Ingrid Leary, Director, New Zealand

Ingrid Leary 
Director, British Council New Zealand

New Zealand, although small and on the other side of the world from the UK, is and will continue to be an important voice on the global stage. In the modern context, this multicultural, developed nation is known for asserting its independent view on important geopolitical issues, and taking a proud and staunch position on matters of freedom of expression, human rights, diversity and inclusion, and women’s equality.

New Zealand’s relationship with the UK was forged many decades ago, and the connections remain clearly visible today.

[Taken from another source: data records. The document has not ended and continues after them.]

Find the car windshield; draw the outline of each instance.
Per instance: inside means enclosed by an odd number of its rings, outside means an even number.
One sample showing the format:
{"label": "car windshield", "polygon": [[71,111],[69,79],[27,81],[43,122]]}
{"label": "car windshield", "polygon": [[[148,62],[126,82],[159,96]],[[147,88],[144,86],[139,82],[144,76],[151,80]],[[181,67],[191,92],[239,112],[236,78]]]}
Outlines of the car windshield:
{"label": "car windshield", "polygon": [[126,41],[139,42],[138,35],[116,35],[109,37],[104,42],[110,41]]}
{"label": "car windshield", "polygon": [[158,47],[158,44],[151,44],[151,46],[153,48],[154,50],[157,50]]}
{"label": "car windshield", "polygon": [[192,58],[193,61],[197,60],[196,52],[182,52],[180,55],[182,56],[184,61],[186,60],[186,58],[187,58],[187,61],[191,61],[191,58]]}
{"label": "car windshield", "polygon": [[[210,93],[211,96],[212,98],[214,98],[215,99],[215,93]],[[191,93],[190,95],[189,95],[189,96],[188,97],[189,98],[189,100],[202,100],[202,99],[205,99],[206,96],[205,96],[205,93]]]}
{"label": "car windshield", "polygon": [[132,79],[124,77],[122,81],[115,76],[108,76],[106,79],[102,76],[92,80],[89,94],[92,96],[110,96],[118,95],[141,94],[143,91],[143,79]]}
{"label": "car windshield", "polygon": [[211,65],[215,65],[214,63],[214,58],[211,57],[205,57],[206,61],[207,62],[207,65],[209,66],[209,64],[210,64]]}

We still share many of the same passions – a love of the arts and culture, delight in beating Australians on the sporting field, and an appreciation of comedy in a similar vein. Our people-to-people connections continue to grow with almost 60,000 young New Zealanders residing in the UK. If the same proportion of the UK population was to relocate, there would be a million young Brits living in New Zealand.

We can see new connections growing roots too, particularly around our two nations’ expanding presence in the South Pacific. New Zealand and the UK share the values of open, fair and transparent societies, as well as a mutual interest in a stable Pacific region – a part of the world facing huge disruption from climate change and a shift in Asia-Pacific geopolitics.

New Zealand is home to some of the world’s largest Pacific communities. Our most populous city, Auckland, is also one of the world’s most ethnically diverse cities, with 42 per cent of its population born outside New Zealand. Now, one in five New Zealanders – around one million people – have Māori or Pasifika (Pacific Islands) heritage, and this demographic trend is growing. Pasifika is part of our cultural DNA, as a people whose home is surrounded on all sides by the Pacific Ocean.

Migration trends over the last 20 years have brought many new communities to New Zealand who do not share ancestry, or necessarily look to the UK for long-term mutual relationships. In this context, the British Council’s work aims to help people from the UK and New Zealand better understand each other so that we can work together to address global challenges. This has been our role over the past seven decades in New Zealand: creating space for the sharing of knowledge, the exchange of ideas, and the free discussion of issues.

It’s work that continues in this edition of Crossing Points, where we look at the multi-dimensional relationship between New Zealand, the Pacific and the UK, the political and historical ties, and the way relationships of trust have been – and continue to be – shaped between our nations.

Shared values of social equality, diversity, inclusion, transparent governance and environmental sustainability are hugely valuable in a changing world. But they can’t be taken for granted. No country can stand alone: we are only as strong as the relationships we make beyond our borders. At this time it is especially important that we take stock of those relationships and build strong and lasting connections for the future.